Libreria delle donne di Milano

Quando la differenza è politica
Un libro di Maria Luisa Boccia indaga il pensare femminista
Cecilia D'Elia

L'intento dichiarato di Maria Luisa Boccia con La differenza politica, (Il saggiatore, pp.255, euro 16,60) è quello di tirare le fila di una fase della riflessione teorica e politica delle donne per poter guardare alle nuove domande che urgono, prime tra tutte quelle poste dallo sviluppo scientifico e tecnologico. Come sempre accade, tirare le fila non è una semplice messa in ordine di ciò che è già noto.
Il libro esplicita il nesso con la modernità che teoria e politica femminista hanno. La politica moderna, attraverso la figura dell'individuo "ha fatto proprio lo statuto del neutro universale già dominante nel sapere". La cittadinanza si è così liberata dei rapporti gerarchici fondati sulle differenze naturali. Le donne hanno quindi utilizzato le potenzialità di emancipazione che tale progetto offriva loro, ma, ed è questo "l'esito imprevisto" dell'emancipazione femminile, hanno dovuto poi prenderne le distanze e ne hanno reinterrogato i fondamenti, a cominciare da quell'individuo neutro universale su cui la cittadinanza è fondata.
La riflessione di Maria Luisa Boccia rimanda continuamente all'origine di quel taglio operato dal femminismo, ancorando a quel gesto iniziale la nascita del pensiero differente. Nel panorama teorico femminista, molto più articolato di quel che spesso appare, la posizione di Boccia, in strettissimo dialogo con quella di Carla Lonzi, si distingue perché vede la radice del femminismo non tanto nella scelta di "pensare la differenza sessuale", quanto in quella di "pensare differentemente". Pensare la differenza può farsi in due sensi, il primo è la ricerca di "un nucleo di verità della condizione femminile" per "fare del genere il paradigma teorico-politico di un soggetto collettivo", il secondo è la scelta di una figura della differenza e la proposta di modelli di pratiche per darle significato.
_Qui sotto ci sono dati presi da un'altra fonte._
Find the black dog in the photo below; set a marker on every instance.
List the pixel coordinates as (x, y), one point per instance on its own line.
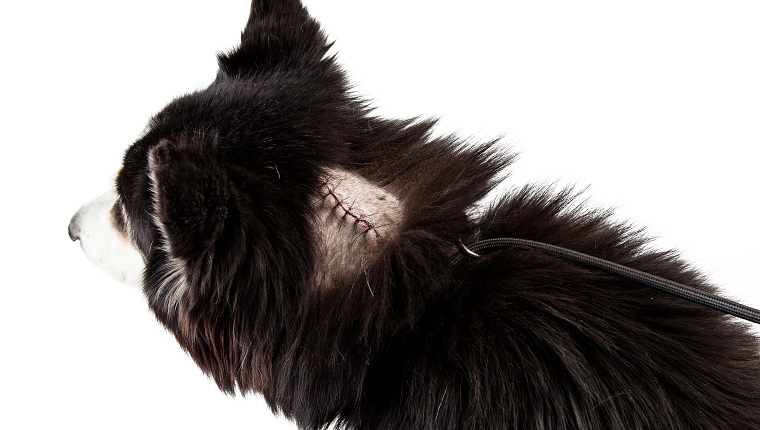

In entrambi i casi si propone un'identità femminile che diventa prescrittiva per tutte. Attraverso il "partire da sé" e l'autocoscienza ha preso invece forma un altro modo di intendere il reale e l'esperienza, si è costruito il punto di vista di una coscienza sessuata che ha saputo trascendere l'identità di genere. Il libro affronta il modo in cui questa coscienza ha ripensato il carattere corporeo della soggettività, rielaborando i concetti di singolarità, pluralità e specie.
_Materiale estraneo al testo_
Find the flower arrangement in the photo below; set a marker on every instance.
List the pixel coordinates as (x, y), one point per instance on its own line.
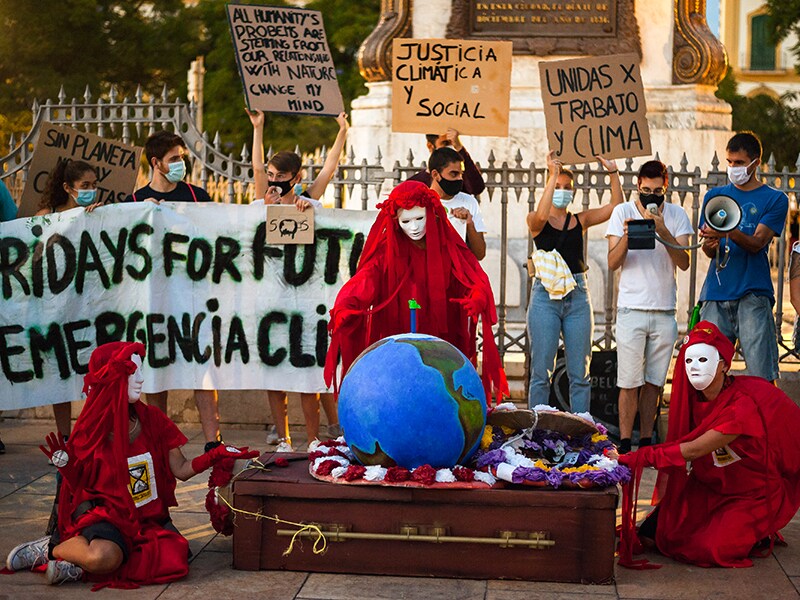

Il rapporto tra questa soggettività incarnata e la cittadinanza è il tema della seconda parte del volume. La figura del cittadino si costruisce come neutra, astrae dalle differenze, abita la sfera pubblica. Ma vi è un'altra sfera quella privata, luogo della corporeità. Le due sfere sono rigidamente separate ma, ed è qui il nocciolo della critica femminista, appartengono alla stessa struttura sociale. Rileggendo il contratto sociale la teoria femminista mostra che il diritto politico ha origine in quello sessuale, nella possibilità maschile di accesso e di controllo del corpo femminile. Questo punto di vista illumina diversamente la scena politica e, per stare all'attualità, il conflitto sempre aperto sul controllo del corpo femminile, si tratti della legge sull'aborto o di quella sulla fecondazione assistita, tema al quale Maria Luisa Boccia ha dedicato il suo precedente lavoro, scritto con Grazia Zuffa, L'eclissi della madre.
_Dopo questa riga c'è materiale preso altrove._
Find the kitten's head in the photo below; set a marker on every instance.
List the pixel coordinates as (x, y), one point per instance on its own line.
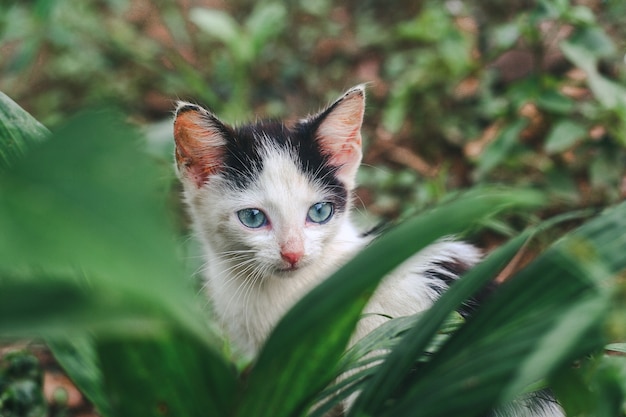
(269, 197)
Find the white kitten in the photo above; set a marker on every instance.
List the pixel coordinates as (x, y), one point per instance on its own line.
(272, 204)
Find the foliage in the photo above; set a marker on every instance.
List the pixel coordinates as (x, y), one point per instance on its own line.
(133, 337)
(462, 94)
(21, 381)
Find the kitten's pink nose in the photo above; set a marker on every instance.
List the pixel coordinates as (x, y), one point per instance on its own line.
(291, 257)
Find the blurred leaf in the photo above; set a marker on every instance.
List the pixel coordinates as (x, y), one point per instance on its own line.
(593, 39)
(555, 102)
(564, 135)
(171, 374)
(302, 351)
(609, 93)
(86, 200)
(500, 148)
(19, 131)
(216, 23)
(550, 313)
(79, 359)
(87, 245)
(266, 21)
(402, 359)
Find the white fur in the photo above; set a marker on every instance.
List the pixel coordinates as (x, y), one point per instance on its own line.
(246, 276)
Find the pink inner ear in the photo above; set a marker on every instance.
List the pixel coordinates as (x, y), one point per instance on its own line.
(199, 146)
(339, 133)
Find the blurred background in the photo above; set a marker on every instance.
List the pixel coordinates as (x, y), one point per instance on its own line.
(461, 93)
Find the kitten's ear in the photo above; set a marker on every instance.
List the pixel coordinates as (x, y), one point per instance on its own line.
(339, 133)
(200, 143)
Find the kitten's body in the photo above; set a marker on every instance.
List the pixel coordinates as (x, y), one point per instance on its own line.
(272, 203)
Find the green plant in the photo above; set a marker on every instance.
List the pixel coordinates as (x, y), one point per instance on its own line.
(89, 260)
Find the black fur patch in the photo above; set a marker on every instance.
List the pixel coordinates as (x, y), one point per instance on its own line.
(449, 272)
(246, 145)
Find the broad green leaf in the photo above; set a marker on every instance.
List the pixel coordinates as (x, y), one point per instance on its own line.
(563, 136)
(19, 131)
(301, 353)
(87, 245)
(550, 313)
(402, 359)
(170, 374)
(79, 359)
(88, 200)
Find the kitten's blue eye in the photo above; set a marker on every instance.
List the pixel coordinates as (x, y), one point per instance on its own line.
(320, 212)
(252, 218)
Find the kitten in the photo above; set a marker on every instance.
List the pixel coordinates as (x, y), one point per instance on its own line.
(271, 204)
La lettura femminista del contratto sociale spiega alcuni dei paradossi dell'emancipazione e illumina diversamente le questioni della cittadinanza, dell'uguaglianza e della rappresentanza femminile. Su quest'ultima Boccia individua tre possibili piani del discorso: quello del riequilibrio paritario (tecnico giuridico), quello della rappresentazione (simbolico), quello degli interessi femminili (sociale). Boccia privilegia la relazione tra donne e la rappresentazione, cioè la necessità di rappresentare la differenza sessuale, problema che chiama in causa il separatismo maschile e la sessuazione della politica. Questa opzione ripropone la necessità e l'attualità delle relazioni tra donne e di un sapere femminile differente. L'assenza di questo rende insignificante, se non come segnale di un'arretratezza della politica rispetto alla società, anche la scarsa presenza femminile nelle istituzioni, perché "non vi sono neppure le condizioni" d'esistenza del conflitto tra la differenza politica e l'ordine istituito dei rapporti tra uomini e donne.